In the late seventeenth century, social changes within the polities of the Gold Coast led to transformations in warfare, and to the shift from being a gold exporting and slave importing economy to being a minor local slave exporting economy. To be sure, slavery and slave trading were already firmly entrenched in many African societies before their contact with Europe. In most situations, men as well as women captured in local warfare became slaves. In general, however, slaves in African communities were often treated as members of the society with specific rights, and many were ultimately absorbed into their masters' families as full members. Given traditional methods of agricultural production in Africa, slavery in Africa was quite different from that which existed in the commercial plantation environments of the New World.

Some scholars have challenged the premise that rulers on the Gold Coast engaged in wars of expansion for the sole purpose of acquiring slaves for the export market. For example, the Ashanti waged war mainly to pacify territories that in were under Ashanti control, to exact tribute payments from subordinate kingdoms, and to secure access to trade routes—particularly those that connected the interior with the coast.

It is important to mention, however, that the supply of slaves to the Gold Coast was entirely in African hands. Most rulers, such as the kings of various Akan states engaged in the slave trade, as well as individual local merchants. A good number of the Slaves were also brought from various countries in the region and sold to middle men.

The demographic impact of the slave trade on West Africa was probably substantially greater than the number actually enslaved because a significant number of Africans perished during wars and bandit attacks or while in captivity awaiting transshipment. All nations with an interest in West Africa participated in the slave trade.
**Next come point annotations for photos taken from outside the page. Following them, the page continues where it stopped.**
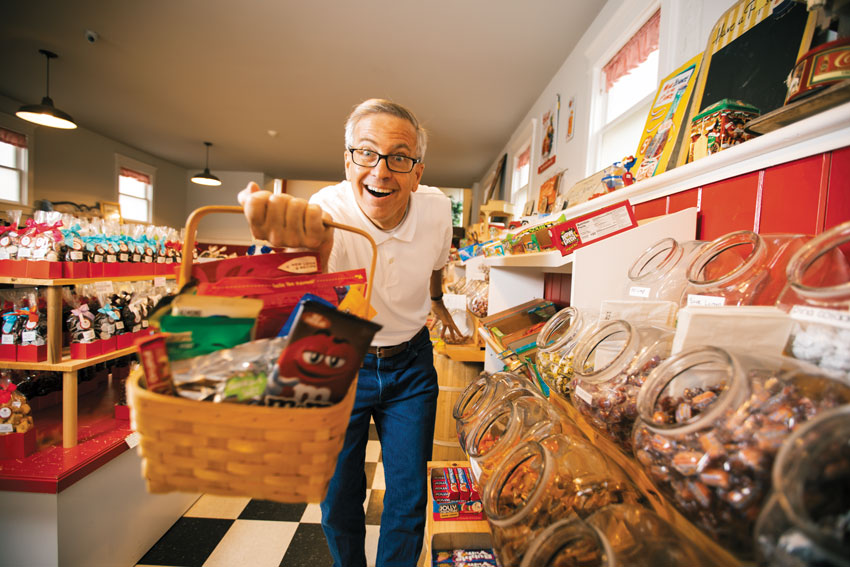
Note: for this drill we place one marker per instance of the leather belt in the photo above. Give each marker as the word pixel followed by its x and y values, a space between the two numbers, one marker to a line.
pixel 388 351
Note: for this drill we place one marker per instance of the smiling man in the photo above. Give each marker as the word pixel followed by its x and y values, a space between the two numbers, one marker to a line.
pixel 397 384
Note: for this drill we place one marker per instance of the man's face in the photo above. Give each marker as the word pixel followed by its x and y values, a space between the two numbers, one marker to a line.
pixel 383 194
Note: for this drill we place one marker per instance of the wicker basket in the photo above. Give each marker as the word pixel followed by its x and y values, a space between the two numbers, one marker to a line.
pixel 282 454
pixel 271 453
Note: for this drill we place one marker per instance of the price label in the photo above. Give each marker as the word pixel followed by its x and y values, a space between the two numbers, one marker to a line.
pixel 133 439
pixel 103 287
pixel 706 300
pixel 636 291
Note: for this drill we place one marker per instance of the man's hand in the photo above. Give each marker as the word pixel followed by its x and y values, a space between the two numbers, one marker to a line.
pixel 449 327
pixel 283 220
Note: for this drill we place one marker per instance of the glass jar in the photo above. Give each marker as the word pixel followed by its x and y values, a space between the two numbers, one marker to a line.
pixel 658 274
pixel 615 535
pixel 505 426
pixel 483 393
pixel 555 345
pixel 711 422
pixel 611 365
pixel 804 522
pixel 817 297
pixel 541 482
pixel 740 268
pixel 477 298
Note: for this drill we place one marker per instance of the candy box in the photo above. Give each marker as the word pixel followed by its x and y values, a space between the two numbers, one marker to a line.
pixel 720 126
pixel 324 350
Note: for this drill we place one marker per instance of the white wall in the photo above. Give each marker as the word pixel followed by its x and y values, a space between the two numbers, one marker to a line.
pixel 685 27
pixel 79 166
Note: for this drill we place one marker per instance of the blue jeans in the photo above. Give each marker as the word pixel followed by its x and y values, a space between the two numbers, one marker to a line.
pixel 400 393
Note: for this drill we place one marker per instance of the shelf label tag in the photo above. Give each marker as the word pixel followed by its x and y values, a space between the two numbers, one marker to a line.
pixel 103 286
pixel 705 300
pixel 636 291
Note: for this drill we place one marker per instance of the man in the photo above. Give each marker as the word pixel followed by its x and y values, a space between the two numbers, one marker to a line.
pixel 397 384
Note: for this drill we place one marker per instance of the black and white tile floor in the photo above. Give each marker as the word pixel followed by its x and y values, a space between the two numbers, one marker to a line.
pixel 239 532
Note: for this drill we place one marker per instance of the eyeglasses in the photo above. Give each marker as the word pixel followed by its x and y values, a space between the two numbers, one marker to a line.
pixel 397 163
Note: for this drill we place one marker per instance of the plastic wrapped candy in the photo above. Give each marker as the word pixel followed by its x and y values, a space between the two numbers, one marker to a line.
pixel 711 423
pixel 14 410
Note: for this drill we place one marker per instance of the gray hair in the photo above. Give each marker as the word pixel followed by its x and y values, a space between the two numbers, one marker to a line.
pixel 383 106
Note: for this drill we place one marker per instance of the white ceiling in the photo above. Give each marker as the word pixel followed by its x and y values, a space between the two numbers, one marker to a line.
pixel 165 75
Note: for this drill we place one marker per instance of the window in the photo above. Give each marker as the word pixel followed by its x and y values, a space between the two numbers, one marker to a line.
pixel 13 166
pixel 630 79
pixel 135 189
pixel 521 176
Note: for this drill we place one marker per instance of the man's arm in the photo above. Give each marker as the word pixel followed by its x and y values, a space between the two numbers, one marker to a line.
pixel 284 220
pixel 436 288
Relations between the Europeans and the local populations were often strained, and distrust led to frequent clashes. Disease caused high losses among the Europeans engaged in the slave trade, but the profits realized from the trade continued to attract them.

The growth of anti-slavery sentiment among Europeans made slow progress against vested African and European interests that were reaping profits from the traffic. Although individual clergymen condemned the slave trade as early as the 17th century, major Christian denominations did little to further early efforts at abolition. The Quakers, however, publicly declared themselves against slavery as early as 1727. Later in the century, the Danes stopped trading in slaves; Sweden and the Netherlands soon followed.
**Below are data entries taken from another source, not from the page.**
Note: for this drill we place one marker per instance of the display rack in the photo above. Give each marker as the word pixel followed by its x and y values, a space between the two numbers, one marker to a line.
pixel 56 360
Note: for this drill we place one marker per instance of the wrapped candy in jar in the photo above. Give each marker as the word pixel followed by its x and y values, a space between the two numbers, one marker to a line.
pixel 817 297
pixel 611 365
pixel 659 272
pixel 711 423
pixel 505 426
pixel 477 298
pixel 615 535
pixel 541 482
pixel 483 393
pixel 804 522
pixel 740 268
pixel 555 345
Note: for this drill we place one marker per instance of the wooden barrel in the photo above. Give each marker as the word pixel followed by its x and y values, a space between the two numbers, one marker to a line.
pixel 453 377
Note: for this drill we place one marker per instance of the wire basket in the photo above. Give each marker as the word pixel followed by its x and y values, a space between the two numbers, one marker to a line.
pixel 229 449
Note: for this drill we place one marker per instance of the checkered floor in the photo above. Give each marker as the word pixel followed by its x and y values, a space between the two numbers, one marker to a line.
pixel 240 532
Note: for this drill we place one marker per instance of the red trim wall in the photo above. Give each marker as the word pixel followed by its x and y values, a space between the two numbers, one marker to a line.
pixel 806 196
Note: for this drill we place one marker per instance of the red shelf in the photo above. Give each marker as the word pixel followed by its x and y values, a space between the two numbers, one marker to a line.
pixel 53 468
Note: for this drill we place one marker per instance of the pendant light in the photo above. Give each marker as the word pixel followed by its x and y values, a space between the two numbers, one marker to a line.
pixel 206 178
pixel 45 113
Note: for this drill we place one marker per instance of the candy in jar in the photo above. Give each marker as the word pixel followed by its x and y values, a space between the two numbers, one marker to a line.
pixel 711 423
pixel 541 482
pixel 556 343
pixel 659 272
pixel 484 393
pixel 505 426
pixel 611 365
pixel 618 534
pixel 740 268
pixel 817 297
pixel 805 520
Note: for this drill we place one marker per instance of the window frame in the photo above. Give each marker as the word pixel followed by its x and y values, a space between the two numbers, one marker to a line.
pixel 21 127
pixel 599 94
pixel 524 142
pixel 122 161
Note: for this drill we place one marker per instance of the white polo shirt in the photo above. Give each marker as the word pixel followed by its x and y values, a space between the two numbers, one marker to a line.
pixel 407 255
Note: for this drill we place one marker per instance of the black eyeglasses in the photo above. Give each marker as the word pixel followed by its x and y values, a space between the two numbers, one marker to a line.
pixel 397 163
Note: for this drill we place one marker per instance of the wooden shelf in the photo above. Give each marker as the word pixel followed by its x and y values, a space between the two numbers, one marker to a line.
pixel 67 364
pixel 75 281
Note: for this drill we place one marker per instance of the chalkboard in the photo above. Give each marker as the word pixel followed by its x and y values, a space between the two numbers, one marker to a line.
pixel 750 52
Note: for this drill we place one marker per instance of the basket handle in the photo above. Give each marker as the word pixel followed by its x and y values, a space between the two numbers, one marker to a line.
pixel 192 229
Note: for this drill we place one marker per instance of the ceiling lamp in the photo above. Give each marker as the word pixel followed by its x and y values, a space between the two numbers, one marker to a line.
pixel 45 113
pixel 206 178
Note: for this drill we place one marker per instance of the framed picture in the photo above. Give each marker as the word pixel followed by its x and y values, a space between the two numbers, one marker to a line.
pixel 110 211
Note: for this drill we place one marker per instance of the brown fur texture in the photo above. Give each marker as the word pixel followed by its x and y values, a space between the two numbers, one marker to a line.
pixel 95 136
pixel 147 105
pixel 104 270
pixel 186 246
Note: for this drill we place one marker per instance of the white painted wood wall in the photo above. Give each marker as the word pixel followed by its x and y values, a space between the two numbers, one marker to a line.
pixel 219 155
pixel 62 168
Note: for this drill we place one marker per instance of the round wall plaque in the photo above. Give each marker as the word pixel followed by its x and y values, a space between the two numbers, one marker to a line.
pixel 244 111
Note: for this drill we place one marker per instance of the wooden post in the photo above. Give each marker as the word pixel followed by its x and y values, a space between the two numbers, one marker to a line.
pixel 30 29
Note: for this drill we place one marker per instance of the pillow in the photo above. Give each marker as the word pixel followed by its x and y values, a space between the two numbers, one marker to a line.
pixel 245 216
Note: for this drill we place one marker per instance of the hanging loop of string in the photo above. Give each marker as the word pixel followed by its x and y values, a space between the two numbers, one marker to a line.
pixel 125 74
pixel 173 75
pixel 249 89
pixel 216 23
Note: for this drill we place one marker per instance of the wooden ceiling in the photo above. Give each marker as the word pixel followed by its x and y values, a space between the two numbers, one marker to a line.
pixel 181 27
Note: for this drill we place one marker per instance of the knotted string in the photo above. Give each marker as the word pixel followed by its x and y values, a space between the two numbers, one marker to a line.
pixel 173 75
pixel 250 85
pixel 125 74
In 1807, Britain used its naval power and its diplomatic muscle to outlaw trade in slaves by its citizens and to begin a campaign to stop the international trade in slaves. The importation of slaves into the United States was outlawed in 1808. These efforts, however, were not successful until the 1860s because of the continued demand for plantation labor in the New World.
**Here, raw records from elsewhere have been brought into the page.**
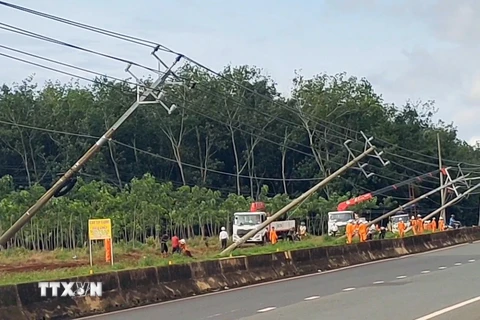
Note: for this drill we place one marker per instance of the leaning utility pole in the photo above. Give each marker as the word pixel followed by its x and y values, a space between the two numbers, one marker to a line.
pixel 423 196
pixel 451 202
pixel 369 148
pixel 66 182
pixel 442 192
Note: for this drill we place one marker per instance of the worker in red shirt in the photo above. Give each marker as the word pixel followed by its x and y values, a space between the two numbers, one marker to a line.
pixel 175 244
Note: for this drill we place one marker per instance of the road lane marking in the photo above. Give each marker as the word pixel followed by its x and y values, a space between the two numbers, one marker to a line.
pixel 267 309
pixel 202 296
pixel 448 309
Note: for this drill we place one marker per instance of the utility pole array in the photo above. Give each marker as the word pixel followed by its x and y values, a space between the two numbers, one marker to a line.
pixel 369 148
pixel 67 181
pixel 440 166
pixel 423 196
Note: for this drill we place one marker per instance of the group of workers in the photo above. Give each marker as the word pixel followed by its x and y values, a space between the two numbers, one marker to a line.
pixel 418 226
pixel 359 228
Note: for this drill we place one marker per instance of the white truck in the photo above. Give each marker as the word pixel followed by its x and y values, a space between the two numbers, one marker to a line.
pixel 340 218
pixel 247 221
pixel 393 225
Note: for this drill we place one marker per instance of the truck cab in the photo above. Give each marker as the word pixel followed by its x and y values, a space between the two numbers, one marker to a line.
pixel 340 218
pixel 393 224
pixel 244 222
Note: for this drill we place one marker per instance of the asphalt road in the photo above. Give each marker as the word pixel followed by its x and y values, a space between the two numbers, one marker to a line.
pixel 400 289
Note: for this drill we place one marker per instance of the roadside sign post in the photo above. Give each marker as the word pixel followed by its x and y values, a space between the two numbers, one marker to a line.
pixel 100 229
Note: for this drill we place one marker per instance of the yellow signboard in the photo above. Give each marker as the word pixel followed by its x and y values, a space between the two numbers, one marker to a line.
pixel 99 229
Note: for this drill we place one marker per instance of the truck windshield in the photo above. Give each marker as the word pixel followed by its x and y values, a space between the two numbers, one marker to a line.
pixel 341 217
pixel 248 219
pixel 397 219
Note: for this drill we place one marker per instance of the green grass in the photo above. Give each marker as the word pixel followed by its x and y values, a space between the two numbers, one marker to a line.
pixel 134 256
Because it took decades to end the trade in slaves, some historians doubt that the humanitarian impulse inspired the abolitionist movement. According to historian Eric Williams, for example, Europe abolished the trans-Atlantic slave trade only because its profitability was undermined by the Industrial Revolution. Williams argued that mass unemployment caused by the new industrial machinery, the need for new raw materials, and European competition for markets for finished goods are the real factors that brought an end to the trade in human cargo and the beginning of competition for colonial territories in Africa. Other scholars, however, disagree with Williams, arguing that humanitarian concerns as well as social and economic factors were instrumental in ending the African slave trade.